Diagnosis relies on serologic and molecular assays developed by diagnostics companies and validated by reference laboratories like Quest Diagnostics, Laboratory Corporation of America, and national reference centers. Initial screening uses anti-HCV antibody tests, with confirmation and viral load quantification by HCV RNA PCR assays standardized by World Health Organization guidelines and implemented in clinical labs at Mayo Clinic Laboratories and Karolinska University Laboratory. Genotyping and sequencing to inform therapy derive from platforms used by Illumina and Thermo Fisher Scientific and are integrated into clinical algorithms at hepatology units such as UCSF Medical Center and Charité – Universitätsmedizin Berlin.

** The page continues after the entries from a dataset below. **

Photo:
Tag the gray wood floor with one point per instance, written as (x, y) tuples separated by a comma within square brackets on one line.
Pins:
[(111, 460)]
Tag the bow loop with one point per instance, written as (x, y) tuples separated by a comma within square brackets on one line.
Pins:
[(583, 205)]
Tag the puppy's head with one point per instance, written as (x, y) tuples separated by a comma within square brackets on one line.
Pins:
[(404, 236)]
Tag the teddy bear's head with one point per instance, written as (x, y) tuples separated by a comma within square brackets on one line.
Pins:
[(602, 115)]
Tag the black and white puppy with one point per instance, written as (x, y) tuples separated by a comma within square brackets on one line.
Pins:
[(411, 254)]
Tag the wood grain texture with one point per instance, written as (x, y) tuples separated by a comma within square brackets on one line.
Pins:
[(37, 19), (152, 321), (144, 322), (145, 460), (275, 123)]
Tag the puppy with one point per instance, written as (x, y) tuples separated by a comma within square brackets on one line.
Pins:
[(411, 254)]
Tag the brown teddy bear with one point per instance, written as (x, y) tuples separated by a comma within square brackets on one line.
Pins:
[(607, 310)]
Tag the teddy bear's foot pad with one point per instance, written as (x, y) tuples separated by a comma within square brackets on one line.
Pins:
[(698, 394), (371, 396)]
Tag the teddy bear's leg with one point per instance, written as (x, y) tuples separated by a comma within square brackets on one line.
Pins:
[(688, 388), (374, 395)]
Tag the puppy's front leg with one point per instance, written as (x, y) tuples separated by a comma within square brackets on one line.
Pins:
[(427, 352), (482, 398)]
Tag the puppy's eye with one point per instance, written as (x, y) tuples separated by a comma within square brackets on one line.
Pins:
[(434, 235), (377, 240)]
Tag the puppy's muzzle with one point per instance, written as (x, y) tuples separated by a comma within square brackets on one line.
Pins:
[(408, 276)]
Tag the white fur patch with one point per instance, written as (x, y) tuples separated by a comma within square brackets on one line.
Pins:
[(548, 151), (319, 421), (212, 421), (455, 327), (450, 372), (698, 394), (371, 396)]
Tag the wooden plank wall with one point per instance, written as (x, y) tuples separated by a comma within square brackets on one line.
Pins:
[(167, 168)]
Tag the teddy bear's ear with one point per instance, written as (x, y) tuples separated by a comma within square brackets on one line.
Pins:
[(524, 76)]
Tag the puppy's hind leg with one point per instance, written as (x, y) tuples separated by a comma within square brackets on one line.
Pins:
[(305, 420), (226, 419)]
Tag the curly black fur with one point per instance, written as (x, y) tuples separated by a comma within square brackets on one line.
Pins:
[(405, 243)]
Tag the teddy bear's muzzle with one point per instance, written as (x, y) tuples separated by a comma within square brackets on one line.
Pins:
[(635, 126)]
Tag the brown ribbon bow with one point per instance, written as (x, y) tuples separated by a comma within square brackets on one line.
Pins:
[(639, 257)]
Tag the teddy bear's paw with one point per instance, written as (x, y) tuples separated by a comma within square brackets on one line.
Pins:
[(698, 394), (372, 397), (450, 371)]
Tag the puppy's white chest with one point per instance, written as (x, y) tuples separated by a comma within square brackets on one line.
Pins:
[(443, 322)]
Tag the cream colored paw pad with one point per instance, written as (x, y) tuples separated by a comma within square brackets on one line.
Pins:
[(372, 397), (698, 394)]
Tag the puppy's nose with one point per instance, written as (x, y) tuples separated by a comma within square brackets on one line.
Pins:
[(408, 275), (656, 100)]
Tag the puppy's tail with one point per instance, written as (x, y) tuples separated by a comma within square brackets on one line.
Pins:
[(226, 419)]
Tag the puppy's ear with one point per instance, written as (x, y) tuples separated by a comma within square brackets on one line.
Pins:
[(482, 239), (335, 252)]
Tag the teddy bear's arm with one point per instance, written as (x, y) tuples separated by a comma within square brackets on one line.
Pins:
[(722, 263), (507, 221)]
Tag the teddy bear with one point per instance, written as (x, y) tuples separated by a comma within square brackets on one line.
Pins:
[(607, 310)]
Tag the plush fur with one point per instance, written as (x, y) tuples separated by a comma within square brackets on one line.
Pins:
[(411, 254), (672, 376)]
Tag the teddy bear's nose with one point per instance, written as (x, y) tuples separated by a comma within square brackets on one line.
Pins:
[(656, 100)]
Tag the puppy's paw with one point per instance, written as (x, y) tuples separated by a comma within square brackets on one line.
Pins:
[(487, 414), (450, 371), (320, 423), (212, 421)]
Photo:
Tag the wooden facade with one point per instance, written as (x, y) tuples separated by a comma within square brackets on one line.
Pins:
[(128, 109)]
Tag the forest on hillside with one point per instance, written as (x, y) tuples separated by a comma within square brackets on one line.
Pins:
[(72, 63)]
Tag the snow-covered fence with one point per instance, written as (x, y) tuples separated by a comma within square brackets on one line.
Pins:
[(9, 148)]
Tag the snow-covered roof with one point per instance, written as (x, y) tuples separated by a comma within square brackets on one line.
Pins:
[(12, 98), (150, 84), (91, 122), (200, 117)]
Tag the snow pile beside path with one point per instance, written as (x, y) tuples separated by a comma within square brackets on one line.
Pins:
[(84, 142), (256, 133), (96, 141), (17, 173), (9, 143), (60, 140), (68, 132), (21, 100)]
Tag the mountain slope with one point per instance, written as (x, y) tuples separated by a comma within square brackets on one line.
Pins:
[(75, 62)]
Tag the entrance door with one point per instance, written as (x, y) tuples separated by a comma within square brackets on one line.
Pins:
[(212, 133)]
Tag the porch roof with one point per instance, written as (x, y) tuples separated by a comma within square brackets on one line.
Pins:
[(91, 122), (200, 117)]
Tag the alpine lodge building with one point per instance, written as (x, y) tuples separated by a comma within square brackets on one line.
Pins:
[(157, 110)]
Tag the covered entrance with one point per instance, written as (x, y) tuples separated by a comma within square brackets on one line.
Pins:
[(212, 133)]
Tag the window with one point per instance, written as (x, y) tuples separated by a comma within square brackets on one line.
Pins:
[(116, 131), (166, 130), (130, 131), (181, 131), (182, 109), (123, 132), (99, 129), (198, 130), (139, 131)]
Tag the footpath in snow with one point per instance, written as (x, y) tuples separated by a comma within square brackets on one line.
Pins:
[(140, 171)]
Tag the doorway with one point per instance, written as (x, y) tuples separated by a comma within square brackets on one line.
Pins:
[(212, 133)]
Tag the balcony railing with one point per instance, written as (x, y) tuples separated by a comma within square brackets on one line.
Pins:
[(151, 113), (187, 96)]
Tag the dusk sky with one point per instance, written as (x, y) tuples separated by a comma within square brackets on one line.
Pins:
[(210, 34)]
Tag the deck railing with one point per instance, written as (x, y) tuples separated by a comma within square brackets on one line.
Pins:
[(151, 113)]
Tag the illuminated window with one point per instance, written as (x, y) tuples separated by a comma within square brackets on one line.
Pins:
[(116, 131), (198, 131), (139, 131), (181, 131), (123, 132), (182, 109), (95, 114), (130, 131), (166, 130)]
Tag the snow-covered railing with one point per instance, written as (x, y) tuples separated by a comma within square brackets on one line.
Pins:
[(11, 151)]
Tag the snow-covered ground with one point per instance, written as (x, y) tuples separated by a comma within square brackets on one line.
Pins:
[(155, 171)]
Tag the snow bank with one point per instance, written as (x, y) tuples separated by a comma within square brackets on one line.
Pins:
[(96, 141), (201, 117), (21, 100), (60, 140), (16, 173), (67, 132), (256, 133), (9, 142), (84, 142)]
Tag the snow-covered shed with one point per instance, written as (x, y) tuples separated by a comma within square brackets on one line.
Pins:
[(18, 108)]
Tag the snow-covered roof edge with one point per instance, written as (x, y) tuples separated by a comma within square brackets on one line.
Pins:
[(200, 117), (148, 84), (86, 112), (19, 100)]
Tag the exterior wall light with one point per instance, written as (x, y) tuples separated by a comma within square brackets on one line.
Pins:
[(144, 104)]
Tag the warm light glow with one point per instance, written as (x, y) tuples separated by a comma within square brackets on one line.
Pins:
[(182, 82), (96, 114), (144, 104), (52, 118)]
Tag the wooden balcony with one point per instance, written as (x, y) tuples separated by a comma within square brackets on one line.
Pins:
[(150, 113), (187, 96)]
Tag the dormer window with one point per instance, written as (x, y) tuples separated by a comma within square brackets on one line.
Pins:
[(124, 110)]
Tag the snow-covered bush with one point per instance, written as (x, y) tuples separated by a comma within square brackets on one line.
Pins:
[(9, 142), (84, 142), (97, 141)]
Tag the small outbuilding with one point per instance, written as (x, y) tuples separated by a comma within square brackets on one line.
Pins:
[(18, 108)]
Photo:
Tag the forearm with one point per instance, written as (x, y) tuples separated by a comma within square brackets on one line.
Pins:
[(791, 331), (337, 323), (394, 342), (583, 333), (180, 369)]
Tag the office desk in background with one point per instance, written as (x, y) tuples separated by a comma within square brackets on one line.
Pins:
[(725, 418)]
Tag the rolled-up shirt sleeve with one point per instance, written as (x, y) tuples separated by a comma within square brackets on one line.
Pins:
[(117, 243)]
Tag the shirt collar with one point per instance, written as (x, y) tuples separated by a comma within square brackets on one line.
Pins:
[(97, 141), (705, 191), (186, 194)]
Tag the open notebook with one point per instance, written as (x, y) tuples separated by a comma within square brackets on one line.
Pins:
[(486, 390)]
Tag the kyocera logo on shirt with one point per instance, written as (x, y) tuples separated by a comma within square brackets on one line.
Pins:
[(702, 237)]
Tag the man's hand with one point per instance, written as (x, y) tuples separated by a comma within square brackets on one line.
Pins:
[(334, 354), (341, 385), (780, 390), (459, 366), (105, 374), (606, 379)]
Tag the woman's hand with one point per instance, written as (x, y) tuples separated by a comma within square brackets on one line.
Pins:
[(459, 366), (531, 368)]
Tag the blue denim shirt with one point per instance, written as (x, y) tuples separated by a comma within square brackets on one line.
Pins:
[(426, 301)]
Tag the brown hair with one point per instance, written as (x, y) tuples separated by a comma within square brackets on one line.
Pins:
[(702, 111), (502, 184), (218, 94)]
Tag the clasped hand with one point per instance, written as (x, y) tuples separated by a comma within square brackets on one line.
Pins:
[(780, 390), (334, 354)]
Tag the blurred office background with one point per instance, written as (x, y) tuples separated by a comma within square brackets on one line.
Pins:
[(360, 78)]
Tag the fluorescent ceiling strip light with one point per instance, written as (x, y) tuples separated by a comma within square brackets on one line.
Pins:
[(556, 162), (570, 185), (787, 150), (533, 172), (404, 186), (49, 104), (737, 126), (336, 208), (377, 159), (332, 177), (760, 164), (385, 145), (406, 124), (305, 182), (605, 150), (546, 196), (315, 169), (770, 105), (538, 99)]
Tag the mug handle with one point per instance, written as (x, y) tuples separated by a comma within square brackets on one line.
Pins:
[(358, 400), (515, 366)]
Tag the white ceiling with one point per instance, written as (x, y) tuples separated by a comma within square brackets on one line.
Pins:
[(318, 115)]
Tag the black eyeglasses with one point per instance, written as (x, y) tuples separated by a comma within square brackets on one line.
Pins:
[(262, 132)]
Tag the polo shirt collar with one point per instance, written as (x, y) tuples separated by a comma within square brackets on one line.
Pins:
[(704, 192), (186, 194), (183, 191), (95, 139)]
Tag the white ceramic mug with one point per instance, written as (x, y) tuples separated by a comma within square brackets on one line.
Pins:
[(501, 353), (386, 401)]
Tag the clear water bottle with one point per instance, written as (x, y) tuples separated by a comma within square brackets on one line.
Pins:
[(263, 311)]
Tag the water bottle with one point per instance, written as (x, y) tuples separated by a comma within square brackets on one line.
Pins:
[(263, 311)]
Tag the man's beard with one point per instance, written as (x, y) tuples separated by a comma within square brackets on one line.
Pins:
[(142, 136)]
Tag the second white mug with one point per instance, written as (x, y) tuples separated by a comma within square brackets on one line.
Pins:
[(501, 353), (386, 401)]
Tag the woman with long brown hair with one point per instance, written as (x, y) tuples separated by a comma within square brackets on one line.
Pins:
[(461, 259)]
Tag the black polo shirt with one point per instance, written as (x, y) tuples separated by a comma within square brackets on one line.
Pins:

Treatment has been revolutionized by direct-acting antiviral (DAA) agents targeting NS3/4A protease, NS5A, and NS5B polymerase, developed in collaborations among biotech firms in Boston, San Francisco, and Basel. Regimens such as sofosbuvir-ledipasvir, glecaprevir-pibrentasvir, and others yield high sustained virologic response rates in trials conducted at University of Pennsylvania, Vanderbilt University Medical Center, and multinational consortia coordinated by World Health Organization. Management of advanced liver disease involves hepatology and transplantation programs at centers like UCLA Health, Hôpital Beaujon, and Toronto General Hospital. International access and pricing issues have prompted policy work by Médecins Sans Frontières and negotiations involving governments of India and South Africa.
Prevention strategies include blood screening implemented by national blood services in countries such as United States, Germany, and Australia; harm reduction programs for people who inject drugs promoted by UNODC and UNAIDS; and infection control in healthcare settings exemplified by guidelines from Centers for Disease Control and Prevention and World Health Organization. Vaccine development efforts have involved academic-industry partnerships at National Institutes of Health, Moderna, and research consortia including European Commission–funded projects, though no licensed vaccine exists. Public health elimination initiatives, such as national plans in Georgia and Egypt, combine testing, treatment, and prevention and are monitored by global targets set by World Health Organization.